Knights on horseback tilt their lances during the jousting event at the 2018 Mutton and Mead medieval fair in Montague. This year’s event, planned for June 20 and 21, has been canceled.
Knights on horseback tilt their lances during the jousting event at the 2018 Mutton and Mead medieval fair in Montague. This year’s event, planned for June 20 and 21, has been canceled. Credit: Staff File Photo/Dan Little

MONTAGUE — Mutton and Mead, the only Renaissance fair in Franklin County, has been canceled this spring as a result of the coronavirus pandemic.

The 10th annual fair had been scheduled for the weekend of June 20 and 21, at the Millers Falls Rod and Gun Club. Organizers fully expect the event to resume next spring as normal.

Mutton and Mead is set up as a cross between a Renaissance fair and a large-scale interactive performance. Attendees wander a broad landscape scattered with vendor booths, performers and period-appropriate decorations, while actors in character (usually Robin Hood characters) mingle with them.

The fair is not only a yearly highlight for local Renaissance enthusiasts, but it also draws interest from throughout the Northeast, said Mutton and Mead Artistic Director David Agro. Over the course of the weekend, the fair typically has about 8,000 attendees, he said, many of whom patronize businesses and hotels throughout the Pioneer Valley.

Many of the actors are volunteers, Agro said, but some are professionals who depend on events like Mutton and Mead for their income. It is also a lost business opportunity for the fair’s 80 to 90 vendors, who over the course of the weekend sell art, clothing, jewelry and anything else that can be tangentially related to a medieval theme.

Agro said organizers are still assessing the full ripple effects of the cancellation, but that feedback from performers, vendors and other participants has been “overwhelmingly positive.”

Organizers delayed a decision on whether to cancel for as long as possible, Agro said, hoping that either the pandemic might recede, or that the state government would give guidelines on holding large social events. To that end, preparations continued as normal through March and April.

By late April, however, when organizers were casting actors, the state still had not given any guidelines for large gatherings — and still has not.
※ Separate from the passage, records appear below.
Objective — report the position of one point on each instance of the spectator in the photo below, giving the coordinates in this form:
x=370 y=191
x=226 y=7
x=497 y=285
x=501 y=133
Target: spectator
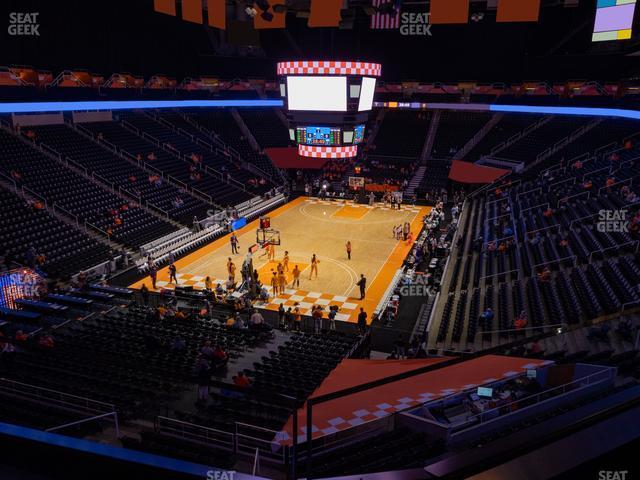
x=256 y=320
x=399 y=346
x=362 y=321
x=486 y=318
x=241 y=380
x=521 y=321
x=203 y=372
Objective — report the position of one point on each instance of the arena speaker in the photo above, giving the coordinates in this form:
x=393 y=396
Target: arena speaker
x=518 y=11
x=449 y=11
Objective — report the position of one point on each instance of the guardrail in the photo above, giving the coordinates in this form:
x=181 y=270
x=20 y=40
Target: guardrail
x=198 y=433
x=604 y=376
x=55 y=397
x=615 y=247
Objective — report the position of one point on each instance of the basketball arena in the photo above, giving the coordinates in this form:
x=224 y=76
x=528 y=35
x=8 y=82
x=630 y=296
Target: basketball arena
x=320 y=239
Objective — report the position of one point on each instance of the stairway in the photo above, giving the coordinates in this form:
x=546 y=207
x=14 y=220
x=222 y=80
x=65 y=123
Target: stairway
x=431 y=137
x=245 y=130
x=416 y=180
x=493 y=121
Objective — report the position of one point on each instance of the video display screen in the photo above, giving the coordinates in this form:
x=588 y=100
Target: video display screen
x=366 y=94
x=328 y=94
x=358 y=134
x=318 y=136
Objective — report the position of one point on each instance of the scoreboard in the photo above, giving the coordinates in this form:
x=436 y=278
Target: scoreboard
x=327 y=104
x=318 y=136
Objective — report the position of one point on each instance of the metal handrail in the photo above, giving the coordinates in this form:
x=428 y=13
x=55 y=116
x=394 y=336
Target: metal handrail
x=562 y=388
x=90 y=419
x=20 y=388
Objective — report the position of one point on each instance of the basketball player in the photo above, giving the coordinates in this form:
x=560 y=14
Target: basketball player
x=296 y=277
x=314 y=266
x=172 y=274
x=282 y=281
x=231 y=269
x=234 y=244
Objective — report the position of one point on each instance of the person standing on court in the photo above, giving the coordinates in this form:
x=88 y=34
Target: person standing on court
x=153 y=273
x=234 y=244
x=362 y=283
x=296 y=277
x=172 y=274
x=314 y=266
x=362 y=321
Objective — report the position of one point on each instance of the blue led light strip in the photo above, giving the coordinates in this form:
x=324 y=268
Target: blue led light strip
x=33 y=107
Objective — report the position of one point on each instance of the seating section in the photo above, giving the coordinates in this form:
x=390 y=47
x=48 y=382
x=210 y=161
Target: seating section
x=507 y=127
x=402 y=134
x=220 y=122
x=399 y=449
x=296 y=369
x=455 y=129
x=610 y=130
x=32 y=415
x=66 y=250
x=126 y=222
x=266 y=127
x=531 y=145
x=124 y=175
x=124 y=358
x=541 y=247
x=176 y=158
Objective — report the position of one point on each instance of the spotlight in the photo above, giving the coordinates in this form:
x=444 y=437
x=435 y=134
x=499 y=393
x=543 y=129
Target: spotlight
x=262 y=5
x=387 y=8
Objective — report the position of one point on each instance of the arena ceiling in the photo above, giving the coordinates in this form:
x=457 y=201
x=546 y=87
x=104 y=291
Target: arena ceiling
x=128 y=36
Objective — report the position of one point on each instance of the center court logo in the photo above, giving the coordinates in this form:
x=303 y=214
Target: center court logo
x=415 y=24
x=613 y=221
x=23 y=24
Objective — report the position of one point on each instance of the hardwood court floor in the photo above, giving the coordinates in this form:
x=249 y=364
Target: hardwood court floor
x=309 y=226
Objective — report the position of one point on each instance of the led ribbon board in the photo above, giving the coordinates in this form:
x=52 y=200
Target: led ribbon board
x=327 y=152
x=35 y=107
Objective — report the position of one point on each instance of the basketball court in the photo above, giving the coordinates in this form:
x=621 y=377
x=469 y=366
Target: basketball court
x=307 y=226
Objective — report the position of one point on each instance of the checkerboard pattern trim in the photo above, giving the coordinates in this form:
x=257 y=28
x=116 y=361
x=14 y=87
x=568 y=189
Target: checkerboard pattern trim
x=327 y=152
x=305 y=300
x=330 y=68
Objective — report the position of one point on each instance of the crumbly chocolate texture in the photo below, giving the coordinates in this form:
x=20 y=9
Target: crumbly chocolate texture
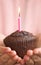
x=21 y=41
x=34 y=60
So, Agro said, organizers decided to cancel.

“Six-foot separation at our event would be extremely difficult,” he said. “We would be the type of situation that could create an outbreak.”

This would have been the 10th year for Mutton and Mead. For its first nine years, Mutton and Mead’s scripted story was based on Robin Hood, and last year’s fair was billed as the finale of the Robin Hood story.

This year, for the first time, Agro said, the fair would not have been based on Robin Hood, but would have portrayed real historical characters who had passed through the fictitious Mutton and Mead tavern, where the fair is set.

“We’re trying to highlight all the different periods of history that have rubbed against the tavern,” he said. “It’s all about possibility. All the possible things we can explore with this fictitious tavern that comes alive during our festival every summer.”

Most of the plans for what would have been this year’s fair will be re-used for the one next year. Organizers hope to use the extra year of planning to further expand on the concept, Agro said.

“Our hope is that we can make it even bigger and better than it would have been this year,” he said.